The D H Lawrence Birthplace Museum can be found in Eastwood, just nine miles away from Nottingham and 40 minutes away from the beautiful Peak District.
Admission to the museum is by tour guide only so if you are travelling far, it may be best to book your tickets in advance. The museum is closed on Sundays and Mondays.
The miners’ cottage in Victoria Street was built in the 1850s and was the first of four homes in Eastwood owned by the Lawrence family. The traditional two-up two-down terraced house has been restored to give an interesting insight into the writer’s childhood.
One of five children, Lawrence had a love/hate relationship with Eastwood, a place which he uses as a setting in one of his most famous novels, Sons and Lovers. He also wrote about the impact of the industrialisation of the surrounding countryside and the wider psychological effects that had on the community.
The first stage of the tour is a look around two exhibition rooms, including a selection of Lawrence’s watercolours, contemporary art inspired by Lawrence’s works, and some interesting memorabilia, including a trunk the writer took on his travels and a watch given to him by his father.
The second stage is to watch a DVD highlighting Lawrence’s early life in Eastwood and his subsequent travels.

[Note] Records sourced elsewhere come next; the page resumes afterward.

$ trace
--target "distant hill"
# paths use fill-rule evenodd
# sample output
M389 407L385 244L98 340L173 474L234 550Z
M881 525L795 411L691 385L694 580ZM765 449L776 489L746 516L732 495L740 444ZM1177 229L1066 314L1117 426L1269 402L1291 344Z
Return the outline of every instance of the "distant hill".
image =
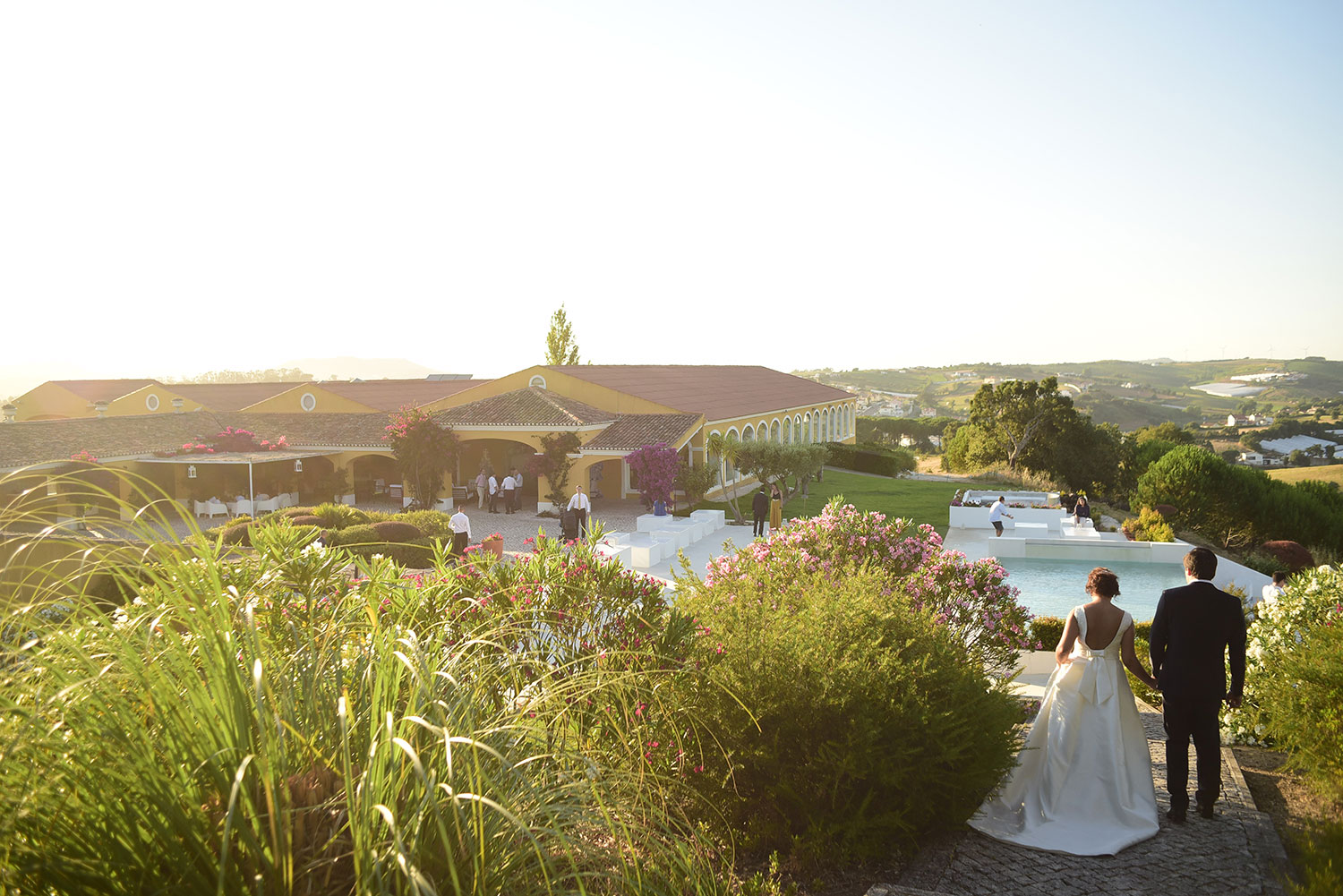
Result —
M297 367L318 380L418 380L436 371L404 357L298 357L281 367Z
M1272 360L1242 357L1210 361L1099 360L1069 364L954 364L950 367L902 367L851 371L794 371L829 386L850 391L917 394L933 398L939 408L954 414L967 411L970 399L986 380L1038 380L1057 376L1068 388L1073 404L1101 423L1121 430L1172 422L1180 426L1198 419L1215 419L1241 404L1242 398L1209 395L1193 387L1254 373L1293 373L1296 379L1257 383L1254 395L1262 410L1295 407L1343 394L1343 361L1322 357Z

A tour guide then showed us around the original house and talked through Lawrence’s early life and childhood, and his relationship with his middle-class mother and working-class father. The house has been restored with a mixture of original artefacts and comparable pieces from the Victorian period. Wallpaper has been recreated from fragments found in the house and you get a good feel for how the family lived.
The kitchen area and communal outdoor washroom are of particular interest, as is the parlour area, including the front window where Lydia, Lawrence’s mother, displayed and sold her lace.
There are lots of opportunity to ask questions and the tour will appeal to children, students, academics and tourists alike.
Admission is £6.90 for adults. There is parking opposite the museum on Victoria Street which cost just £1 for two hours.